As per the data from The Kobeissi Letter, only Stephen Miran, an FOMC member, favored a cut of 0.25 percentage points. Hence, the updated “dot-plot” of the Fed continues to present just 1 rate cut during this year and 1 in the year to come, highlighting a cautious approach regarding monetary easing.
While the conditions in the Middle East are still uncertain, the Federal Reserve has kept interest rates steady at 3.75% with 11-1 votes. So, just a single dissent was that of the FOMC participant Stephen Miran, who supported a 25 basis point decrease. Additionally, the latest “dot-plot” of the Fed keeps projecting one rate cut each for 2026 and 2027.

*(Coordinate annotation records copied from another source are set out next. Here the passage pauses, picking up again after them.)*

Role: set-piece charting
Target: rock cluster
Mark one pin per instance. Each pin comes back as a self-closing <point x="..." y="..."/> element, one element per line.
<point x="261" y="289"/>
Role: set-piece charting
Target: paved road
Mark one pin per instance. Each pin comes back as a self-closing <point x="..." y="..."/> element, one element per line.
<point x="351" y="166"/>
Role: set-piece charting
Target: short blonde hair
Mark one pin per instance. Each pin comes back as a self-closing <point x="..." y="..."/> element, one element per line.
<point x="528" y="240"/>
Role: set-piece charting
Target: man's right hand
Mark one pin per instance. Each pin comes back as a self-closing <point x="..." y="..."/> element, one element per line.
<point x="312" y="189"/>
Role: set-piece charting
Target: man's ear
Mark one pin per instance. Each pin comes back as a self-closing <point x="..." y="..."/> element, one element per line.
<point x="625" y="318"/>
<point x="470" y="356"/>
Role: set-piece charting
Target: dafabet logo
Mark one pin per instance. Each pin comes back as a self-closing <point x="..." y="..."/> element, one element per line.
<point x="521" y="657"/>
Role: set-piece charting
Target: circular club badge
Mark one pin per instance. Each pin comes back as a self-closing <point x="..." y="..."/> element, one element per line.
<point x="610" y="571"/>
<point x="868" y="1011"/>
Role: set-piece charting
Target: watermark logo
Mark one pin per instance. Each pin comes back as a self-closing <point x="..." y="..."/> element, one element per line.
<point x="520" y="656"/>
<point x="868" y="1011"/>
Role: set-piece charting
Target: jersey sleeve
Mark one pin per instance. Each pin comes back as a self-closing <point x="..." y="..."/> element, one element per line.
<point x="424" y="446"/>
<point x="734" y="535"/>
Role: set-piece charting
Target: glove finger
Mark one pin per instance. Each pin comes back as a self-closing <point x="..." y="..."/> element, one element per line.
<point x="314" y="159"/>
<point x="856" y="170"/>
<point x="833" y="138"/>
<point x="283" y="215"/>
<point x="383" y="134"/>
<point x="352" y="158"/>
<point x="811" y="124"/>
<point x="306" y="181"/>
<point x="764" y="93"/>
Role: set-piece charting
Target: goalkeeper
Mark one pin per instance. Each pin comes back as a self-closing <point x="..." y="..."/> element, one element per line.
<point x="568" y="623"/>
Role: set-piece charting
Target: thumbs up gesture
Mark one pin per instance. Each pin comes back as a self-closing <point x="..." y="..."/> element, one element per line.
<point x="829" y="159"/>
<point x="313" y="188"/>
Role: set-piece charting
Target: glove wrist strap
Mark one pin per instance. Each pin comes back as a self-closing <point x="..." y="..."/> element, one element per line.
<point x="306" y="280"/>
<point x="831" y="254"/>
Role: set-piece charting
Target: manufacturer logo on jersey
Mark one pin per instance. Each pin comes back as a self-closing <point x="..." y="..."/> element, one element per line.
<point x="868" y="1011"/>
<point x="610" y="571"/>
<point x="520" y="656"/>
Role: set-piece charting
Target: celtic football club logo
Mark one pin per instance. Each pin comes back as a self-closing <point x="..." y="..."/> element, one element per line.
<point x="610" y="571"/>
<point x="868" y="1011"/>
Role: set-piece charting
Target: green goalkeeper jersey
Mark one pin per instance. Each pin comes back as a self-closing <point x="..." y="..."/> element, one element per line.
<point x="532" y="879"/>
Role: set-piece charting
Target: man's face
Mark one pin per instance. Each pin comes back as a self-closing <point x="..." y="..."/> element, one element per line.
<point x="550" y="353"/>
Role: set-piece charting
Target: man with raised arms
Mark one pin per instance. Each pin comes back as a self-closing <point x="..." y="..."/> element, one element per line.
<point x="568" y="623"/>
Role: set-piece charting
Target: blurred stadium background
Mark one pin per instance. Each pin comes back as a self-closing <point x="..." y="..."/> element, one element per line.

The respective decision has earned a rapid volatility across diverse financial markets. Specifically, the U.S. stocks plunged, with investors recalibrating expectations regarding another monetary easing. Additionally, the U.S. dollar has shown strength, highlighting growing investor belief in high-for-longer rates, whereas 10-year Treasury yields surged. This presents concerns over inflation pressures.
As seen, gold prices slumped, as higher yields and stronger dollar decreased demand for the asset. Keeping this in view, analysts assert that the Federal Reserve’s pause may expand for some months, while the term of the Chair Jerome Powell is concluding in May.
This raises speculation that the last rate cut thereof may have already occurred. Additionally, the central bank has revised the 2026 PCE inflation outlook higher to nearly 2.7%, reaffirming the somewhat elevated position of inflation.
According to The Kobeissi Letter, the 11-1 vote signifies solid FOMC consensus irrespective of Miran’s support for a cut. Thus, the December cut appears to be Powell’s final move as his tenure is nearing its close. Overall, markets will keep keenly observing inflation data as well as geopolitical developments because these factors are going to shape the scale and timing of future rate adjustments.